6. What are the most common black PLA problems?

1. Not sticking

When 3D printing with black PLA, the first layer not sticking to the bed will be one of the major issues. To fix these problems, start by addressing common mechanical issues, such as leveling the bed and cleaning it well, and changing the z-offset. You may also enhance adhesion on your print bed by applying an adhesive– if you’re not doing it. If none of these works, try to adjust some settings on the slicer, particularly bed temperature. On this note, I suggest you start at 55°C and raise the temperature in increments of 5°C up to 70°C.

2. Stringing

Stringing when printing with black PLA happens typically when excess material oozes out of the nozzle as the extruder moves to another print point. The ‘over extruded material hardens into a string between 2 locations of the printed model. You can prevent stringing with black PLA filaments in these 3 ways;


    • Activate retraction– this function is available in most 3D printing slicers and can be turned ON/OFF. When turned ON, the printing material is pulled back into the print head whenever the extruder is moving to another location. Retraction distance is a crucial setting when activating retraction. It refers to how much filament is pulled back. Typically, more filament pulled back results in reduced chances of oozing. If your printer uses a direct-drive extruder, a retraction distance of 0.5-2.0 mm should suffice. Bowden extruders require a longer retraction distance (up to 15mm) due to their design. All in all, try to increase the retraction distance in increments of 1mm add check whether your prints get better.

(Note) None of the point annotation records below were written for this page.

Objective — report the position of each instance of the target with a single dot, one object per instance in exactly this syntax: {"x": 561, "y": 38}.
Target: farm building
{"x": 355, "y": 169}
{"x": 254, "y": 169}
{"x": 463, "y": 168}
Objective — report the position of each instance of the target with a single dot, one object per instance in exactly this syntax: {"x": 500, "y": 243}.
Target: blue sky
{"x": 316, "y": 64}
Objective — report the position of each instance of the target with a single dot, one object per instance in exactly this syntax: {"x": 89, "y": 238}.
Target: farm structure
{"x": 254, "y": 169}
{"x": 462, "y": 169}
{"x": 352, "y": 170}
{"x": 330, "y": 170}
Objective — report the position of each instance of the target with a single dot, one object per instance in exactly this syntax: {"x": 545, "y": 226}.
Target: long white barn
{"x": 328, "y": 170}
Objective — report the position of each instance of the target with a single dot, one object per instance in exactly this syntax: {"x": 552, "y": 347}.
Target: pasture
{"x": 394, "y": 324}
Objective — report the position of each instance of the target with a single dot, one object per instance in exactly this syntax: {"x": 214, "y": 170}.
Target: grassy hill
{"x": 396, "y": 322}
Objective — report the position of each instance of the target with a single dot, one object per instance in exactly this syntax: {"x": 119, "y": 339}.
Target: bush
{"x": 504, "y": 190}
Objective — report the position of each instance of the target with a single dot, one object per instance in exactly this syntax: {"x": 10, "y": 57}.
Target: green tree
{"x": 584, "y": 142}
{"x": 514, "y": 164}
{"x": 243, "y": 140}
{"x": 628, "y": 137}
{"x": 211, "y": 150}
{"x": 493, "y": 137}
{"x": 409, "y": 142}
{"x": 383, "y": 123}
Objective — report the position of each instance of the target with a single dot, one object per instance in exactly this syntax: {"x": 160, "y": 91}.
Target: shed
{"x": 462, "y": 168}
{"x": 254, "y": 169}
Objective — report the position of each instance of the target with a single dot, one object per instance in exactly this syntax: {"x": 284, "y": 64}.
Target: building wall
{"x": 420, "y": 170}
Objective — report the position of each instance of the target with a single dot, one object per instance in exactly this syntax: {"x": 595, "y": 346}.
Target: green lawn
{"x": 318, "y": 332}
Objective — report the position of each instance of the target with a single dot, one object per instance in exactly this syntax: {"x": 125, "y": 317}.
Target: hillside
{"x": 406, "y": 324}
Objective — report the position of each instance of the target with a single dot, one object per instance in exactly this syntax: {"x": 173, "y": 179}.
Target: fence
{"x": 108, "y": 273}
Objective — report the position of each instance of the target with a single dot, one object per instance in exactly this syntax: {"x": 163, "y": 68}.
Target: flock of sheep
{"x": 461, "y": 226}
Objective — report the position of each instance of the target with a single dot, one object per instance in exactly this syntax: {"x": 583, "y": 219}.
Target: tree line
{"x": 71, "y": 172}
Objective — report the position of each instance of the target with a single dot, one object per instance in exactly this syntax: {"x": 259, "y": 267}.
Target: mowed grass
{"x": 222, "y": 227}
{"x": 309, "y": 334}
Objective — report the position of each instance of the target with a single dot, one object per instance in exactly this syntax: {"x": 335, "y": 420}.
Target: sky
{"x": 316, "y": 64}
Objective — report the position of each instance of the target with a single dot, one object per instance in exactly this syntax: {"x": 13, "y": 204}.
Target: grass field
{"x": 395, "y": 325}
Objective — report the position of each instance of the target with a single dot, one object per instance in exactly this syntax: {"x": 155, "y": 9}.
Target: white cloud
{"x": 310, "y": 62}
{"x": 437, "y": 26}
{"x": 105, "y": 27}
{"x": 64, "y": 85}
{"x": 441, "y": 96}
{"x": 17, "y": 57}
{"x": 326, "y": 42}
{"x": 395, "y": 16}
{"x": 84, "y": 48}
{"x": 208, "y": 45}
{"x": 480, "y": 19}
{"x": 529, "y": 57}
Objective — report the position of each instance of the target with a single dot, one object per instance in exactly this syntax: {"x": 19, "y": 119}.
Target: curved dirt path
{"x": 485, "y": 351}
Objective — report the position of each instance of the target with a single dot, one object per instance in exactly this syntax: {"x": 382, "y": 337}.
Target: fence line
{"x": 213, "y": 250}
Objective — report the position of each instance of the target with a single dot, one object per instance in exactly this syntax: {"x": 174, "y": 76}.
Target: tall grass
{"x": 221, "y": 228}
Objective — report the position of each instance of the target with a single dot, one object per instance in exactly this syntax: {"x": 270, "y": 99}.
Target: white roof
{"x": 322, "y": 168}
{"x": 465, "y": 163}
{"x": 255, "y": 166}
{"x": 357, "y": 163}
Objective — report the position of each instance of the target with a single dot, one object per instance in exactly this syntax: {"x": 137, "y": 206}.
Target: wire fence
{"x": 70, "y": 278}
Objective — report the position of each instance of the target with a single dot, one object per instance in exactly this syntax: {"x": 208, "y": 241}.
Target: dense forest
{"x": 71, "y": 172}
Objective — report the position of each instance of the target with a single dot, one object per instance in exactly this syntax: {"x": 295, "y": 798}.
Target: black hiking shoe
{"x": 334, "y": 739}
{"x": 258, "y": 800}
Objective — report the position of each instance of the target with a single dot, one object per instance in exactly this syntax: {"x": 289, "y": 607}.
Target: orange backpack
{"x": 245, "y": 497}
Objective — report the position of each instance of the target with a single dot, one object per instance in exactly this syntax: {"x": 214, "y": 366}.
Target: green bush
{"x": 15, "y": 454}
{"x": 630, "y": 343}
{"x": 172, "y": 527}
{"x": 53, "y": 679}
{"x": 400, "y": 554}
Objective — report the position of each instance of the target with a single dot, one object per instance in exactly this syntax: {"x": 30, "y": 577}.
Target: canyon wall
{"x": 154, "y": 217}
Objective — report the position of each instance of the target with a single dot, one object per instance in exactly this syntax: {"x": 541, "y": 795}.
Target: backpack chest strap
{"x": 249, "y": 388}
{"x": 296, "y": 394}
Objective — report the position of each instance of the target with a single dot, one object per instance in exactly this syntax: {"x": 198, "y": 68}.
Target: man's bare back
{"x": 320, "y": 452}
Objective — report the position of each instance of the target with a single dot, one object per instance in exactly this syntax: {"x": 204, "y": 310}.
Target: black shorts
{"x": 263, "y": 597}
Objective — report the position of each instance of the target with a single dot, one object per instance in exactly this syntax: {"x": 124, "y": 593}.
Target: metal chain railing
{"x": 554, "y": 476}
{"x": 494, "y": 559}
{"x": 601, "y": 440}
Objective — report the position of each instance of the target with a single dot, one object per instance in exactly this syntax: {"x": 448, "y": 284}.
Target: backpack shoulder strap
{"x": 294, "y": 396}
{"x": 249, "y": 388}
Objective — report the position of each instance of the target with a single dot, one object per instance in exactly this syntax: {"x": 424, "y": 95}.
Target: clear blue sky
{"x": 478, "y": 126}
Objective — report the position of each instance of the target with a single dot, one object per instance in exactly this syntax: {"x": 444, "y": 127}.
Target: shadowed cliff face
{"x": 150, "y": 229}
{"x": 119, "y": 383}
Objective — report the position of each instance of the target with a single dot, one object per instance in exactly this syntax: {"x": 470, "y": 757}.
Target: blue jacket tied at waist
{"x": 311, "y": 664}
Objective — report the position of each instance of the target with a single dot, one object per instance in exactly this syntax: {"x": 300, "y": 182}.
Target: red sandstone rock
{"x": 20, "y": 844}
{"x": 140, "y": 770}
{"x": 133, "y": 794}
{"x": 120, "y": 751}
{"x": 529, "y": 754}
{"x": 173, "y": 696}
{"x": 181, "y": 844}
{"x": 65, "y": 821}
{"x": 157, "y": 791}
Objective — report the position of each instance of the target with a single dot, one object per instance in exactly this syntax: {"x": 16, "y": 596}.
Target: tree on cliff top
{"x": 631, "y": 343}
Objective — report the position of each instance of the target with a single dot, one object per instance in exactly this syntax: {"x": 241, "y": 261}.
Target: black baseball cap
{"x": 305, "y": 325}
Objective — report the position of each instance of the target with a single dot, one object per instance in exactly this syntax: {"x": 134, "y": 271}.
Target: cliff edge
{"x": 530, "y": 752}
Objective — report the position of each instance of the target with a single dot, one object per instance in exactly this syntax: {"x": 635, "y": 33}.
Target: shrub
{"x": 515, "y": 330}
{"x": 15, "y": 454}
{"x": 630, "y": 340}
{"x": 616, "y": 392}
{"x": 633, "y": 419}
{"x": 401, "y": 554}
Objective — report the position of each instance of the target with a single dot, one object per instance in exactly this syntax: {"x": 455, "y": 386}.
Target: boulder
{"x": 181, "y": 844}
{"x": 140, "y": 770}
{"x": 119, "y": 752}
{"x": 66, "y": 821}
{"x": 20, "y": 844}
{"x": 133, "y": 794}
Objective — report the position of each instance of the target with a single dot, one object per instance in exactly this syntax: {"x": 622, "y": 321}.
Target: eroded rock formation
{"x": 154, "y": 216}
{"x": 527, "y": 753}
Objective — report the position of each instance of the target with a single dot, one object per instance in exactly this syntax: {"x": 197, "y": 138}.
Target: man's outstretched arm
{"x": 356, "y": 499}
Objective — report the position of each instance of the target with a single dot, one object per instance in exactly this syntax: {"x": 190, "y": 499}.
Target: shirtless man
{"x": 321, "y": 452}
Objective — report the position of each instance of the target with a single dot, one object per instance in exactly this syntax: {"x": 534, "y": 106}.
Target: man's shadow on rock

    • Printing temperature– if retraction doesn’t solve the issue, your printing temperature is the next most likely culprit. Keep in mind that the filament oozes out because it has become less viscous. However, you don’t want it too solid as this may make printing impossible. With that in mind, try lowering your extruder temperature by 5°C-10°c.

    • Adjust printing speed– another way of preventing stringing when printing with black PLA is to increase the printing speed slightly. This will minimize the time that the nozzle takes to move from one print point to the other. But note that if you’ve lowered the printing temperature, the material will be extruded more slowly. Consequently, you may want to lower the speed to prevent issues, such as holes and gaps from forming on your printed objects where the material wasn’t extruded in time.

7. What Are the Ideal Black PLA Settings When 3D Printing?

Like other PLA filaments, there isn’t one bed and hot end temperature level that works for all black PLA brands. However, most PLA materials offer excellent prints in temperature ranges of 180°C-220°C (hot end) and 55-70°C for the heated bed.

8. What’s the Difference Between Black Silk PLA and Black Sparkle PLA?

Black silk PLA has a signature shine that’s obtained by mixing standard black PLA with plastic additives. When used for printing, these additives reflect light to make the object impressively shiny hence the use of the word silk. That means that no silk is used for these filaments. Black silk PLA printed objects are characterized by a shiny metallic finish that brings out all the details, including the curves and bends. You may want to go with this filament if you want to give your objects a metallic outlook without necessarily using metallic filaments.

Black sparkle PLA is infused with glitters that give your printed objects a beautiful ‘twinkling’ finish. This finish makes the objects perfect for art and décor projects.